The day of the Day-Lewis shoot, LaChapelle’s spartan studio is occupied by the small army he calls his family-a Factory-like clique of stylists, carpenters, technicians, hairdressers, and costumers who have followed him around for years.
On most occasions, LaChapelle navigates the chaos with Zen-like serenity, but today, the photographer is pissed. First, the phone booth he rented for the shoot got stuck on 13th Street. Then the extravagant, custom-designed costumes he ordered especially for Day-Lewis were detained in British Customs. “Maybe we should have more people standing around doing nothing,” he snaps. His chain-smoking minions blithely ignore him.

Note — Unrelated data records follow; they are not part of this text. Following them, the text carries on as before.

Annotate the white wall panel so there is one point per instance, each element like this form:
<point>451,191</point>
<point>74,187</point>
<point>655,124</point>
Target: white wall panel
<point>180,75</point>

Known to show up to a shoot in full cowboy regalia, LaChapelle has opted today for an understated navy sweat suit and scuffed Air Jordans. But his surly demeanor perks up as soon as Day-Lewis walks into the room. Chattering brightly, LaChapelle leads his recalcitrant quarry through the stained-glass-filled studio. The actor remains polite but untalkative, looking rather like a priest in a bordello.
Anxiously, he goes through the motions as LaChapelle sings out commands. Teams of craftsmen have labored for days on the sets: a Dutch still life with bug-infested fruit, a wheat field surrounded by crows. Prodded by LaChapelle, Day-Lewis finally begins to relax. An hour later, he is happily seated underneath a pink table wearing a glass box on his head (a scenario that Day-Lewis’s manager had firmly assured LaChapelle the actor would nix).
“We’ve had people not be crazy about their pictures when they came out,” LaChapelle admits, tactfully declining to name names. “But it’s not my job to please them. I do what I need to do for myself first.”
Then, just as the shoot is winding down, the photographer craftily goes in for the kill. “This is not about beefcake or being titillated. But since you lay yourself bare when you act, would you please take off…your shirt?” Surprisingly, Day-Lewis meekly complies. A smiling stylist rushes to apply clear-colored body paint to the actor’s substantial arms, chest, and torso. Wedged inside a Donald Judd-inspired wooden box, Day-Lewis mugs and laughs, but when the pictures stop, so, quite abruptly, does his visit.
“I didn’t ask him to take his pants off, which I wanted to,” LaChapelle says later, with uncharacteristic modesty. “I just figured, oh, I don’t know. He’s such a great artist. He’s so nice. Whatever he wanted, he got.” Now that the photographer’s receiving the same celebrity he’s spent years documenting, has he got a bit more sympathy for his camera-shy clientele? “I have no interest in fame,” he says, sounding amazingly like one of his more somber Hollywood subjects. “I just want to take famous pictures.”